The Perl Toolchain Summit needs more sponsors. If your company depends on Perl, please support this very important event.
=head1 NAME

C::Tokenize - reduce a C file to a series of tokens

=head1 SYNOPSIS

    # Remove all C preprocessor instructions from a C program:
    use C::Tokenize '$cpp_re';
    $c =~ s/$cpp_re//g;

    # Print all the comments in a C program:
    use C::Tokenize '$comment_re';
    while ($c =~ /($comment_re)/) {
        print "$1\n";
    }

=head1 DESCRIPTION

This module provides a tokenizer which breaks C source code into its
smallest meaningful components, and the regular expressions which
match each of these components. For example, the module supplies a
regular expression L</$comment_re> which matches a C comment line.

=head1 REGULAR EXPRESSIONS

The following regular expressions can be imported from this module
using, for example,

    use C::Tokenize '$cpp_re'

to import C<$cpp_re>.

None of the following regular expressions does any capturing.
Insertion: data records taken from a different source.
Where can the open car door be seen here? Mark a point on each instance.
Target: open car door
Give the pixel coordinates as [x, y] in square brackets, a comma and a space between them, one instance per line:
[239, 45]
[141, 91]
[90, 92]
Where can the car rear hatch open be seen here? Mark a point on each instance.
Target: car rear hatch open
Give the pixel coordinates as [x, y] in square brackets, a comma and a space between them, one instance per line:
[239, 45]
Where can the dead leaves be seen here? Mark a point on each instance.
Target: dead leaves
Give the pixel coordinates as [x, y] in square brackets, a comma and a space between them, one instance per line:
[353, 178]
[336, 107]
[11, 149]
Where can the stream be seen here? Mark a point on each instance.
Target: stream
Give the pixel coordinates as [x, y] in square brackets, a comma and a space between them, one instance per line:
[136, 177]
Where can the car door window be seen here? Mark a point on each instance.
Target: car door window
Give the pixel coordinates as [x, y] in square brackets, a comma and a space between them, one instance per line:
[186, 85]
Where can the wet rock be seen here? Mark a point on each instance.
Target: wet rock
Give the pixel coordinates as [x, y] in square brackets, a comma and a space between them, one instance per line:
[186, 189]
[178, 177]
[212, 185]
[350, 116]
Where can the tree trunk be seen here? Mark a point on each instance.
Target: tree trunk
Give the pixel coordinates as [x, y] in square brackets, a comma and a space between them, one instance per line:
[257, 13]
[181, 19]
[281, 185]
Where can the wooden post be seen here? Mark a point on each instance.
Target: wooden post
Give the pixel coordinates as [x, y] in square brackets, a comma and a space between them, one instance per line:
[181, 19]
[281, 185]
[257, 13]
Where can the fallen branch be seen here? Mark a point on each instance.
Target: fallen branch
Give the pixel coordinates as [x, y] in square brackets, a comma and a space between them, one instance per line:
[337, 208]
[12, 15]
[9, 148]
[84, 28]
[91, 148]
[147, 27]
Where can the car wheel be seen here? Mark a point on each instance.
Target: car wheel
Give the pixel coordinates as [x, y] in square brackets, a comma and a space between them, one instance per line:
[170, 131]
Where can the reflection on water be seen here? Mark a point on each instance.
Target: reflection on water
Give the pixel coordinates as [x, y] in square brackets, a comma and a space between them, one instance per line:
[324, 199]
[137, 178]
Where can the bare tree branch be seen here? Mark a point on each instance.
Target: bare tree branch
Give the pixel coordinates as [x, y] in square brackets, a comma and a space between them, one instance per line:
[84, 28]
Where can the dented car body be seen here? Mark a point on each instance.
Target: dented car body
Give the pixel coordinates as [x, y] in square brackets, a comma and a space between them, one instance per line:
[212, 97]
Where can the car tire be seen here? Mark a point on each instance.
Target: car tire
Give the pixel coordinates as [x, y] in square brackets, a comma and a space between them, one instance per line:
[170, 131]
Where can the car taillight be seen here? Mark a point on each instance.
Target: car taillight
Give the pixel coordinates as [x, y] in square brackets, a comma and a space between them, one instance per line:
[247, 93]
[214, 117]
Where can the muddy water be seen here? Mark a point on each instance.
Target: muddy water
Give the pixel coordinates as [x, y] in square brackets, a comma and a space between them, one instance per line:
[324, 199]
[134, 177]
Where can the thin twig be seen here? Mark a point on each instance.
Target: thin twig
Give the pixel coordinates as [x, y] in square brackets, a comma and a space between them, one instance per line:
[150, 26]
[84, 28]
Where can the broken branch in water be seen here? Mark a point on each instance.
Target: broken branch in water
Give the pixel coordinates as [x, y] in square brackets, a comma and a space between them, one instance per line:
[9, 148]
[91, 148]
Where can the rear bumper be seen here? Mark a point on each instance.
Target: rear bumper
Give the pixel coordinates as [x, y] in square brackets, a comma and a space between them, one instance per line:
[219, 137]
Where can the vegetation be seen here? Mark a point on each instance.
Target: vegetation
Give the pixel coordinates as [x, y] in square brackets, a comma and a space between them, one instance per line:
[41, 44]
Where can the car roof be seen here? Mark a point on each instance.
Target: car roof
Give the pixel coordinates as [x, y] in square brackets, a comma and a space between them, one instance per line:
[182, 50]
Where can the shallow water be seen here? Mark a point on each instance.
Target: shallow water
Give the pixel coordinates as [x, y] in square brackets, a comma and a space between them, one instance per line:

If you
want to capture, add your own parentheses around the regular
expression.

=over

=item $trad_comment_re

Match C</* */> comments.

=item $cxx_comment_re

Match C<//> comments.

=item $comment_re

Match both C</* */> and C<//> comments.

=item $cpp_re

Match a C preprocessor instruction.

=item $char_const_re

Match a character constant, such as C<'a'> or C<'\-'>.

=item $operator_re

Match an operator such as C<+> or C<-->.

=item $number_re

Match a number, either integer, floating point, or hexadecimal. Does
not do octal yet.

=item $word_re

Match a word, such as a function or variable name or a keyword of the
language.

=item $grammar_re

Match other syntactic characters such as C<{> or C<[>.

=item $single_string_re

Match a single C string constant such as C<"this">.

=item $string_re

Match a full-blown C string constant, including compound strings
C<"like" "this">.

=item $reserved_re

Match a C reserved word like C<auto> or C<goto>.

=item $include_local

Match an include statement which uses double quotes, like C<#include "some.c">.

=back

=head1 VARIABLES

=head2 @fields

@Fields contains a list of all the fields which are extracted by
L</tokenize>.

=head1 FUNCTIONS

=head2 decomment

    my $out = decomment ('/* comment */');
    # $out = " comment ";

Remove the traditional C comment marks C</*> and C<*/> from the
beginning and end of a string, leaving only the comment contents. The
string has to begin and end with comment marks.

=head2 tokenize

    my $tokens = tokenize ($file);

Convert C<$file> into a series of tokens. The return value is an array
reference which contains hash references. Each hash reference
corresponds to one token in the C file. Each token contains the
following keys:

=over

=item leading

Any whitespace which comes before the token (called "leading
whitespace").

=item type

The type of the token, which may be 

=over

=item comment

A comment, like 

    /* This */

or

    // this.

=item cpp

A C preprocessor instruction like

    #define THIS 1

or

    #include "That.h".

=item char_const

A character constant, like C<'\0'> or C<'a'>.

=item grammar

A piece of C "grammar", like C<{> or C<]> or C<< -> >>.

=item number

A number such as C<42>,

=item word

A word, which may be a variable name or a function.

=item string

A string, like C<"this">, or even C<"like" "this">.

=item reserved

A C reserved word, like C<auto> or C<goto>.

=back

All of the fields which may be captured are available in the variable
L</@fields> which can be exported from the module:

    use C::Tokenize '@fields';

=item $name

The value of the type. For example, if C<< $token->{name} >> equals
'comment', then the value of the type is in , C<< $token->{comment} >>.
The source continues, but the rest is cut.